Misguided gimmicks aside App at least has the good sense to craft engaging, likable characters before plunging them into an absurd techno-paranoid plot. Gifted Dutch actress Hanna Hoekstre elevates the material with her intense performance. Sort of a lightweight teen-friendly variant of Lisbeth Salander, the iconoclastic young protagonist at the centre of The Girl with the Dragon Tattoo (2009) and its sequels/remakes, Anna is a pleasingly strong heroine who grows increasingly bad-ass as events escalate. To his credit screenwriter Robert Arthur Jansen taps into some very real teenage fears regarding the abuse of social media and having one's most private secrets exposed to the world. Unfortunately App is either overly reliant on its plot-clarifying gimmick or else simply fails to give its paranoid ideas room to breathe.
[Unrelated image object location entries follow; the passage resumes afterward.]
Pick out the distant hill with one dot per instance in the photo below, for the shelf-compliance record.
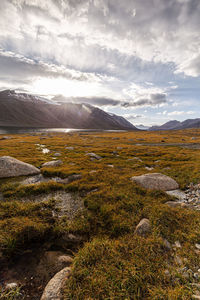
(175, 125)
(25, 110)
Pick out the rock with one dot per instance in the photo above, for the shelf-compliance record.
(69, 148)
(195, 297)
(177, 193)
(53, 163)
(93, 171)
(177, 244)
(156, 181)
(173, 203)
(94, 156)
(197, 246)
(178, 260)
(143, 228)
(149, 168)
(33, 180)
(57, 154)
(53, 290)
(11, 167)
(51, 263)
(6, 138)
(167, 244)
(11, 286)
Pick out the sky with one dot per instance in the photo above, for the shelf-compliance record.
(136, 58)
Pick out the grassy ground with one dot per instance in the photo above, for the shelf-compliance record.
(113, 263)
The plot too often skirts absurdity whenever IRIS (portrayed as a freaky CGI floating head) pulls silly faces. It is also riddled with holes. Why aren't the police more suspicious of Anna given she is present at so many freak accidents?
Actor-turned-director Bobby Boermans is no Michael Bay and keeps the pace brisk with his stylish direction. He pulls off a few scenes that are creepy in concept yet undone by absurdly contrived murder set-pieces reminiscent of the over-praised Final Destination (2000). Hoekstre's grounded, emotive lead turn keeps the movie compelling even as the plot grows increasingly far-fetched. Alas, the film bows out refusing to tidy up several glaring loose ends with an ambiguous finale that just smacks of lazy writing.